Based on this idea, Wang et al. established a stable genetic modified hESCs that can be differentiated and enriched into a pure population of type II alveolar epithelial cells may be suitable for transplantation to treat lung injury [23]. Other reports have established predifferentiating protocol for ESCs [51] or iPSCs [24, 52] into alveolar epithelial cells, and transplantation of these predifferentiated cells exerts a better therapeutic approach in lung disease models.

Mounting evidence has shown that transplanted MSCs exert their beneficial effects in part via paracrine factors and/or transdifferentiation to epithelial cells that contribute to restoring the destructed lung architecture [26, 44]. In addition, evidence showed that MSC-based tissue repair partly relies on secreting paracrine factors to establish a regenerative microenvironment and repair the damaged sites [53]. The potential mechanism of transplanted AFMSCs may act by modulating inflammation, apoptosis, fibrosis, and cell proliferation via the paracrine effectors [54, 55]. We further evaluated the therapeutic potential of these predifferentiated AFMSCs in a PPE-induced lung emphysema mouse model. Reports showed that both type I and II alveolar epithelial cells are constantly contributing to airway defense. Specifically, type II alveolar epithelial cells may secrete a variety of mediators to modulate the inflammatory response in lung injury [56, 57]. In this study, we observed downregulation of the expression of inflammatory factors, pro-IL-β, IL-6, INOS, and MCP-1 upon transplantation of either AFMSCs or LEPLCs. Both transplantation groups showed improvement in terms in the presence of fibrosis, and both groups had increased SPC+ (type II alveolar epithelial cell) and AQP-5+ (type I alveolar epithelial cell) cell regeneration.

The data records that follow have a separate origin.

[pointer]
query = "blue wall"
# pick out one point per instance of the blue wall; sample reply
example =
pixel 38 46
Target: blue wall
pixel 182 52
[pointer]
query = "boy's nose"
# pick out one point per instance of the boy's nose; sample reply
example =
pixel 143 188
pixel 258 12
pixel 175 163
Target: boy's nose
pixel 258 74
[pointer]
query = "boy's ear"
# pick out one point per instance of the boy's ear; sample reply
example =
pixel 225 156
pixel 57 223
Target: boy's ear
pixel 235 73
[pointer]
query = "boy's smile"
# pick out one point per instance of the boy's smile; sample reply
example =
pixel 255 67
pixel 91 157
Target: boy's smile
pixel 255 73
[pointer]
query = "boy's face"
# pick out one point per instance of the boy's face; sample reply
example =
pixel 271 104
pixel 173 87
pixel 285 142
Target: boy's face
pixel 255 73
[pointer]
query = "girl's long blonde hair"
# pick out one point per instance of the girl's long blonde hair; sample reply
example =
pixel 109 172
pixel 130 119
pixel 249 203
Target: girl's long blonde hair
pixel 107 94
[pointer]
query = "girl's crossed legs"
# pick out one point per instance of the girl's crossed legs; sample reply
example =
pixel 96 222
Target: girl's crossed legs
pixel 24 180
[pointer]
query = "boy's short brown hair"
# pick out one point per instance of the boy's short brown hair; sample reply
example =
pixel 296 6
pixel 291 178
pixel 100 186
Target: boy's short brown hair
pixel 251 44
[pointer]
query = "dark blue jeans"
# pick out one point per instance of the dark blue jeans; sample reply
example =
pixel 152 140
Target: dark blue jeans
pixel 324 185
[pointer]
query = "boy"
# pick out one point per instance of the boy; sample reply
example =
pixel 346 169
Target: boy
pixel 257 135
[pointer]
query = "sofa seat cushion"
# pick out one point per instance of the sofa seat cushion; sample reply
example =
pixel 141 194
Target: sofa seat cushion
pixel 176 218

Previous studies have shown that transplanted stem cells via intratracheal injection may distribute around the bronchi [32, 35] and may be found in alveolar capillaries or larger blood vessels after an intravenous injection [58]. Our results also observed that transplanted AFMSCs or LEPLCs were engrafted surrounding the bronchi. Thus, we propose that transplantation of either AFMSCs or LEPLCs may restore damaged type II alveolar epithelial cell around the bronchi and repair the alveoli structure collapse which heavily relies on paracrine effects to establish a regenerative microenvironment eventually repair the damaged sites.

Cumulative observations found that coexistence emphysema (ECM breakdown) and fibrosis (ECM overaccumulation) should not be that unusual [59], which is in line with the increased and accumulated collagen as observed in airways of our PPE-induced emphysema mouse model. One possible mechanism is that elastase degradation relative abundance of collagen and elastin leads to alveolar destruction. At the same time, elastase may promote myofibroblast differentiation at the regions of alveolar wall destructive tissue to restore collagen content, eventually causing fibrosis [60]. In the remodeling process of emphysema, TGF-β plays a key role in stimulating myofibroblast proliferation and secretion of collagen fibers [61]. Either AFMSCs or LEPLCs reduced collagen accumulation in airways and TGF-β1 expression level; hence, LEPLCs were able to completely restore collagen level in the lung parenchyma.

Conclusion

This study uses an optimal differentiation condition of mouse amniotic fluid mesenchymal stem cells towards LEPLCs in vitro under modified small airway growth medium (mSAGM). Transplantation of pre-differentiated LEPLCs through intratracheal injection adapted to the microenvironment, attenuated inflammatory and fibrotic effects, recovered alveolar regeneration, and reduced structural alveolar cells apoptosis in PPE-induced pulmonary emphysema mice.